Qui est Sainte Faustine

SAINTE SOEUR MARIE FAUSTINE KOWALSKA 

(1905-1938) 

Connue aujourd’hui dans le monde entier comme l’apôtre de la Miséricorde Divine, Soeur M. Faustine Kowalska est comptée par les théologiens parmi les plus grands mystiques de l’Église. Par son intermédiaire, le Seigneur Jésus transmet au monde entier Son grand message de la Miséricorde Divine et montre un modèle de perfection chrétienne fondée sur la confiance en Dieu et sur une attitude miséricordieuse envers le prochain. Soeur Faustine est née dans le village de Glogowiec (Pologne) (actuellement canton de Leczyca), le 25 août 1905, troisième des dix enfants d’une famille de paysans pauvres et pieux. 

Elle reçut lors de son baptême, dans l’église paroissiale de Swinice Warckie, le prénom d’Hélène. Dès l’enfance elle se fit remarquer par sa piété, son goût pour la prière, son ardeur au travail 
et son obéissance, ainsi que par une grande sensibilité face aux misères humaines. Elle quitta la maison familiale à seize ans et partit comme servante à Aleksandrów, puis à Lodz (Pologne), afin d’assurer sa propre subistance et d’aider ses parents. Elle avait ressenti dans son âme un appel à la vocation depuis l’enfance, mais ses parents ne consentaient pas à ce qu’elle entrât au couvent. Aussi, Hélène s’efforçait d’étouffer en elle l’appel de Dieu.

  Sainte Faustine entourée de sa famille (1935)

Mais, l’appel du Seigneur fut le plus fort et elle frappa à la porte de nombreuses communautés,  on ne l’accueillait nulle part.

Le 1er août 1925, elle franchit le seuil de la clôture du couvent de la Congrégation des Soeurs
de Notre-Dame de la Miséricorde, rue Zytnia à Varsovie. Elle avoua dans son Petit Journal:

« Il me semblait que j’étais entrée au paradis. Seule jaillissait de mon coeur une prière d’action de grâce » (PJ 17).

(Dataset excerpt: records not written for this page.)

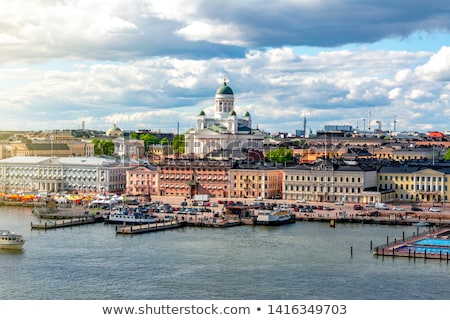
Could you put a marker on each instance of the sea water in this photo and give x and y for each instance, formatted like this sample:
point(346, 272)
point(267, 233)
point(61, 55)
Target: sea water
point(305, 260)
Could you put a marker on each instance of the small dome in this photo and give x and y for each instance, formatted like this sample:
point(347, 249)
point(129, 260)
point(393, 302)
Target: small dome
point(114, 131)
point(225, 89)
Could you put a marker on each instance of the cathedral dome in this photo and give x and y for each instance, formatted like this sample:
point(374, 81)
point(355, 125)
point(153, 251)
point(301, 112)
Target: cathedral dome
point(114, 132)
point(225, 89)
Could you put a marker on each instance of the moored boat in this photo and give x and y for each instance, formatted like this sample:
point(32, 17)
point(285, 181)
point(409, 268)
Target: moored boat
point(119, 217)
point(275, 217)
point(11, 240)
point(421, 224)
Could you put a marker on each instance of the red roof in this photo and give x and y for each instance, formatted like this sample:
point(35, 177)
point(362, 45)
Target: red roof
point(435, 134)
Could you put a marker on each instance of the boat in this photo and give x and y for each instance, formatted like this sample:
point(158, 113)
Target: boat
point(11, 240)
point(421, 224)
point(275, 217)
point(124, 217)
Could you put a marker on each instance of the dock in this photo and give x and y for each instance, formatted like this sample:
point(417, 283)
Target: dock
point(431, 244)
point(62, 223)
point(150, 227)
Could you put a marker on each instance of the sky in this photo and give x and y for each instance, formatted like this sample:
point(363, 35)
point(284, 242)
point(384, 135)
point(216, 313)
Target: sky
point(143, 64)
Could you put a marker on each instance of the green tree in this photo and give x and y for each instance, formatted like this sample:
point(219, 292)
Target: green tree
point(103, 147)
point(149, 139)
point(164, 141)
point(447, 155)
point(280, 155)
point(178, 144)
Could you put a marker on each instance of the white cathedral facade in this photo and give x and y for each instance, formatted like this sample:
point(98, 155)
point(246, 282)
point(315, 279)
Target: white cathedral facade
point(224, 135)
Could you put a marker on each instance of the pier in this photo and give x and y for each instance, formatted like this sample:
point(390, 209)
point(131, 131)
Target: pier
point(430, 244)
point(150, 227)
point(62, 223)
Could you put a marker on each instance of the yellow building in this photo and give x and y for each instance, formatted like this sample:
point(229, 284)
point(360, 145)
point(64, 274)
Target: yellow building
point(255, 182)
point(330, 181)
point(416, 183)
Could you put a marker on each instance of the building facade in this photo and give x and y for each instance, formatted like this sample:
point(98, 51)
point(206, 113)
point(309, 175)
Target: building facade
point(416, 183)
point(142, 181)
point(181, 177)
point(329, 181)
point(224, 132)
point(255, 182)
point(69, 174)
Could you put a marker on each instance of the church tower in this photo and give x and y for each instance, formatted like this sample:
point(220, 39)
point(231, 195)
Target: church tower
point(224, 101)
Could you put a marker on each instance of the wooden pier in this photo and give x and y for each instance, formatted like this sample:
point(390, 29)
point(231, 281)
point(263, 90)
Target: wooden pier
point(406, 247)
point(62, 223)
point(150, 227)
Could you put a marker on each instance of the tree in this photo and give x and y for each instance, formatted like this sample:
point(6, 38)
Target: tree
point(103, 147)
point(149, 139)
point(178, 144)
point(280, 155)
point(164, 141)
point(447, 155)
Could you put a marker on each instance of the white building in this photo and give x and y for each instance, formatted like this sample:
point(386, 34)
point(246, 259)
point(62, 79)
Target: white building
point(72, 174)
point(225, 132)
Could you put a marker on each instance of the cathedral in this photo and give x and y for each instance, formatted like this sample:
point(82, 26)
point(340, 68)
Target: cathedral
point(225, 135)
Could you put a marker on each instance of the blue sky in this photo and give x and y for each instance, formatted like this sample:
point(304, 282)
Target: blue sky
point(152, 64)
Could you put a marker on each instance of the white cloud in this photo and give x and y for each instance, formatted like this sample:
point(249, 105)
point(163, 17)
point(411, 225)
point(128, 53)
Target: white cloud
point(437, 68)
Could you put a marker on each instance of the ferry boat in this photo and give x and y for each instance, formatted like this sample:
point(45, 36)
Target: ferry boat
point(11, 240)
point(119, 217)
point(275, 217)
point(421, 224)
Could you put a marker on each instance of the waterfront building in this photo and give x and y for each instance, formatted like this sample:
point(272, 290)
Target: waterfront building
point(224, 132)
point(255, 181)
point(65, 174)
point(129, 148)
point(142, 181)
point(416, 182)
point(329, 180)
point(183, 177)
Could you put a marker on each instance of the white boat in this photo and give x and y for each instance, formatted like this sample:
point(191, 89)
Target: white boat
point(11, 240)
point(120, 217)
point(275, 217)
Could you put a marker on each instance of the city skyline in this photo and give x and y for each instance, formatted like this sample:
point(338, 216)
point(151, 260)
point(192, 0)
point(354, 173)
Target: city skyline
point(154, 65)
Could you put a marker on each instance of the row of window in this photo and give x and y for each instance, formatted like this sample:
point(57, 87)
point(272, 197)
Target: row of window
point(419, 187)
point(313, 189)
point(407, 178)
point(322, 178)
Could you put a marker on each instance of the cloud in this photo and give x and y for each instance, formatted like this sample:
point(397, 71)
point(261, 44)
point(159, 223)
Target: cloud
point(117, 30)
point(437, 68)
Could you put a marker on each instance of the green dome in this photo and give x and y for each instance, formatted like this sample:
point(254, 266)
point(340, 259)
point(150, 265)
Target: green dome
point(224, 89)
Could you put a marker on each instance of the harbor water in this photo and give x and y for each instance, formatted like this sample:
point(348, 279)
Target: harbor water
point(304, 260)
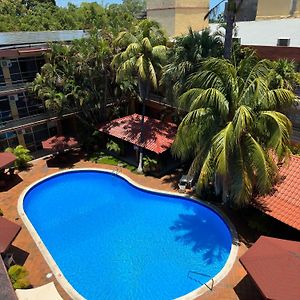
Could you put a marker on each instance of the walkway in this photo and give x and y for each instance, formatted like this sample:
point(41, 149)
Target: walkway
point(235, 286)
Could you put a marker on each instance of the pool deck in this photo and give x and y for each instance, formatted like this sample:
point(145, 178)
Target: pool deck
point(236, 285)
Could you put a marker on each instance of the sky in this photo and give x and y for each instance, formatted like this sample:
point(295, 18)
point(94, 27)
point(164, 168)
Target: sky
point(77, 2)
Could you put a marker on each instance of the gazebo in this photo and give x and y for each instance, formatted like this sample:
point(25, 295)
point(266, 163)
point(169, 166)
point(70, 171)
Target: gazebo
point(6, 160)
point(158, 135)
point(274, 266)
point(59, 143)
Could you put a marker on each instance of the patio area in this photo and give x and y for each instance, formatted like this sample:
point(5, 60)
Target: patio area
point(236, 285)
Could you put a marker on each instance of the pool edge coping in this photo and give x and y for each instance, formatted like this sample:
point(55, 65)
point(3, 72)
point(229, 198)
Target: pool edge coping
point(71, 291)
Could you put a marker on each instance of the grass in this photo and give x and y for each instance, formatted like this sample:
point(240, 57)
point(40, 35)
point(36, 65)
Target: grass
point(103, 158)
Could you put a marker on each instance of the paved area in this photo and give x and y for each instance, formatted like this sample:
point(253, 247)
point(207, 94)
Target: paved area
point(236, 285)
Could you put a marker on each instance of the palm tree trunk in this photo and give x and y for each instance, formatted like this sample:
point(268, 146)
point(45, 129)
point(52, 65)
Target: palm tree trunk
point(140, 166)
point(144, 91)
point(230, 18)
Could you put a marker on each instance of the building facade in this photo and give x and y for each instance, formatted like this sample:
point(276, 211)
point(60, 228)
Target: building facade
point(23, 118)
point(176, 16)
point(275, 9)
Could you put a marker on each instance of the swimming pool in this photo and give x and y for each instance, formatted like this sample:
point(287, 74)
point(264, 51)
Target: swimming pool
point(109, 239)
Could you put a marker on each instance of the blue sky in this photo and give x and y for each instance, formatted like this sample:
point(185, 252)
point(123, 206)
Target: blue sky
point(77, 2)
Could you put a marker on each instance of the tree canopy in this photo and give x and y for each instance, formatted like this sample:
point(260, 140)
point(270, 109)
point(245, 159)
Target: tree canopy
point(234, 128)
point(34, 15)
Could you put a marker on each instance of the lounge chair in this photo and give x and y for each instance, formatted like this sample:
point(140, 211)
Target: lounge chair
point(9, 260)
point(45, 292)
point(182, 187)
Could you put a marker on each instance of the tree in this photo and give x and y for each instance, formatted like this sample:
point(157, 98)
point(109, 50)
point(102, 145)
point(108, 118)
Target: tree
point(135, 6)
point(231, 10)
point(185, 57)
point(142, 55)
point(19, 277)
point(23, 156)
point(78, 77)
point(233, 129)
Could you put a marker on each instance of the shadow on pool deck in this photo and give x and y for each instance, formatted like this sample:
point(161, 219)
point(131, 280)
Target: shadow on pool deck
point(191, 229)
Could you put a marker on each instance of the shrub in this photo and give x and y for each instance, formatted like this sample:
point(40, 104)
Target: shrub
point(295, 148)
point(149, 164)
point(23, 156)
point(113, 147)
point(19, 277)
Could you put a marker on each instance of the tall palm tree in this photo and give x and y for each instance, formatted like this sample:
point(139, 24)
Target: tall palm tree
point(143, 52)
point(233, 7)
point(185, 56)
point(233, 129)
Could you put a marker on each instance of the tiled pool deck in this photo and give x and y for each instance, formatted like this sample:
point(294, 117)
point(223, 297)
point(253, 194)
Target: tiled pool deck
point(236, 284)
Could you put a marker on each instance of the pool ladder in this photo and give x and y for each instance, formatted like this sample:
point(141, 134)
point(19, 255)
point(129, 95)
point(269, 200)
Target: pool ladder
point(117, 170)
point(190, 273)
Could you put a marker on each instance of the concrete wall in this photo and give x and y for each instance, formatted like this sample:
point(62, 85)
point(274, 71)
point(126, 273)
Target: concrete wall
point(176, 16)
point(276, 8)
point(247, 11)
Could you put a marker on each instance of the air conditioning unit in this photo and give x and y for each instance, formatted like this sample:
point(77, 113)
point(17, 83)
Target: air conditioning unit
point(6, 63)
point(283, 42)
point(13, 98)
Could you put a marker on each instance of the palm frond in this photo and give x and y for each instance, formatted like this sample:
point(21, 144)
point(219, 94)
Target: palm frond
point(223, 143)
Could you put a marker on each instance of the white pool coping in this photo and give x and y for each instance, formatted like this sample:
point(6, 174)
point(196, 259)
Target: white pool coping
point(64, 282)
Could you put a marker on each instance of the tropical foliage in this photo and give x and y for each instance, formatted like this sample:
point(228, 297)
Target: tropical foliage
point(141, 57)
point(78, 78)
point(113, 147)
point(23, 156)
point(184, 58)
point(150, 164)
point(234, 132)
point(18, 276)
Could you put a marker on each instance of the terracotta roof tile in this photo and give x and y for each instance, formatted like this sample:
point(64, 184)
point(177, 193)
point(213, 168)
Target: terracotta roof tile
point(283, 203)
point(158, 135)
point(274, 265)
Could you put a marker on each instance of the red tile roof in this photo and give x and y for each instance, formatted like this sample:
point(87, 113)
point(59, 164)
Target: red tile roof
point(158, 135)
point(283, 203)
point(274, 265)
point(8, 232)
point(6, 159)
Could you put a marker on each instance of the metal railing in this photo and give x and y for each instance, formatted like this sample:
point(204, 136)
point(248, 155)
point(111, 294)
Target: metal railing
point(190, 273)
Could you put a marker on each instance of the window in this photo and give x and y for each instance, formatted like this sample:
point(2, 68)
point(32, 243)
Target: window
point(15, 73)
point(9, 139)
point(40, 133)
point(5, 113)
point(24, 69)
point(2, 80)
point(27, 105)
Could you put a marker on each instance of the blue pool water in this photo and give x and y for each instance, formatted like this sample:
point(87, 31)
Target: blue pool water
point(112, 240)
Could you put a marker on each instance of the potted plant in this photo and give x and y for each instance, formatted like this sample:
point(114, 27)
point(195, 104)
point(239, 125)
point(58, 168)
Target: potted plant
point(18, 276)
point(23, 156)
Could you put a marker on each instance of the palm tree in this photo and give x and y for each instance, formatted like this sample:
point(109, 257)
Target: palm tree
point(144, 52)
point(233, 129)
point(233, 7)
point(185, 57)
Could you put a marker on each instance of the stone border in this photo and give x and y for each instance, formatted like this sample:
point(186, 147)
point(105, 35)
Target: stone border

Elle reçut dans cette Congrégation le nom de Soeur Marie Faustine. Elle effectua son noviciat
à Cracovie et y prononça ses premiers voeux – en présence de l’évêque, Mgr St. Rospond – puis, cinq ans plus tard, ses voeux perpétuels: de chasteté, de pauvreté et d’obéissance. Elle travailla dans plusieurs maisons de la Congrégation, surtout à Cracovie, à Plock à Vilnius, en tant  que cuisinière, jardinière et portière. Extérieurement rien ne trahissait l’extrême richesse de sa vie mystique. Elle accomplissait ses tâches avec zèle, observait fidèlement toutes les règles de son ordre, était recueillie et silencieuse, mais en même temps naturelle, sereine, pleine d’un amour bienveillant et désintéressé pour les autres.

Sœur Faustine a vécu intensément le mystère de la Miséricorde de Dieu et en est devenue la messagère. Le Seigneur lui a confié une mission : Faire connaître à tous son Amour Miséricordieux, Le prier  pour les pêcheurs grâce , par exemple, à la diffusion de l’image du Christ «  Jésus, j’ai confiance en Vous » ou le chapelet de la Miséricorde Divine, et  initier le mouvement de la Miséricorde Divine fondé sur la confiance en Dieu et sa Miséricorde.

Soeur Faustine mourut en odeur de sainteté le 5 octobre 1938, ayant à peine 33 ans, dont 13 ans de vie religieuse. Son corps fut déposé dans une tombe du cimetière du couvent, à Cracovie-Lagiewniki, puis au moment du procès informatif en vue de la béatification en 1966, il fut transféré dans la  chapelle.  

 

ROME, place Saint Pierre. 30 avril 2000
Le Pape Jean Paul II a canonisé soeur Faustine Kowalska.